Детство Лермонтова - Толстая Татьяна Никитична. Страница 70

Крестьяне, выслушав это сообщение, стали переглядываться и переговариваться. Афанасий Алексеевич, заметив это, повысил голос и продолжал:

— Внук госпожи Арсеньевой говорил о постройке крестьянам новых домов. Действительно, новые избы будут выстроены крестьянам, которые принадлежали сначала мужу помещицы Михаилу Васильевичу Арсеньеву, затем перешли по наследству к его дочери, Марии Михайловне, а ныне принадлежат самому Михаилу Юрьевичу.

Услыхав такие слова, переведенные из имения Арсеньевых крестьяне, которые жили по чужим углам и сараям, пришли в восторг и начали радостными криками выражать свое удовольствие.

— Крестьянам этим будет отведено место и выстроены новые избы, — продолжал Афанасий Алексеевич. — Это будет новый поселок. Тарханские же крестьяне… — тут насторожились все тарханцы и стали шикать на крестьян, принадлежащих Михаилу Васильевичу, чтобы те утихли, — тарханские же крестьяне, о нуждах которых болеет помещица Арсеньева, получат из кирпишной несколько тысяч кирпичей, чтобы сложить у себя в домах печи. Госпожа жалеет бедный люд и желает, чтобы они не топили по-черному и не страдали от дыма.

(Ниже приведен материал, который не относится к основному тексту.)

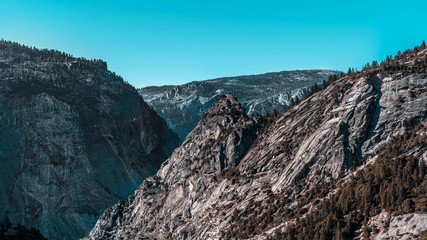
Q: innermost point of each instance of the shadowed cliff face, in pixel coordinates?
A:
(230, 167)
(74, 139)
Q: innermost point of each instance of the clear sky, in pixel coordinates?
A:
(158, 42)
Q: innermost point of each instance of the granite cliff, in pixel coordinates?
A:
(183, 105)
(325, 168)
(75, 138)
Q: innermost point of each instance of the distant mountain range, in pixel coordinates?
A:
(74, 139)
(183, 105)
(347, 162)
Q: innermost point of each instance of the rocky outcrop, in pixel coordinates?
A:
(233, 174)
(75, 138)
(180, 191)
(182, 106)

Тарханские крестьяне тоже очень обрадовались, хотя тотчас же начали между собой перешептываться, что в «кирпишной» кирпичей-то немного и на всех не хватит, что придется собраться миром и как следует поработать, чтобы изготовить нужное количество кирпичей, но управитель Абрам Филиппович прекратил эти разговоры, крикнув громко:

— Помещице нашей, матушке-барыне Елизавете Алексеевне, многая лета! Ура!

— Ура! — жиденьким хором отозвались крестьяне.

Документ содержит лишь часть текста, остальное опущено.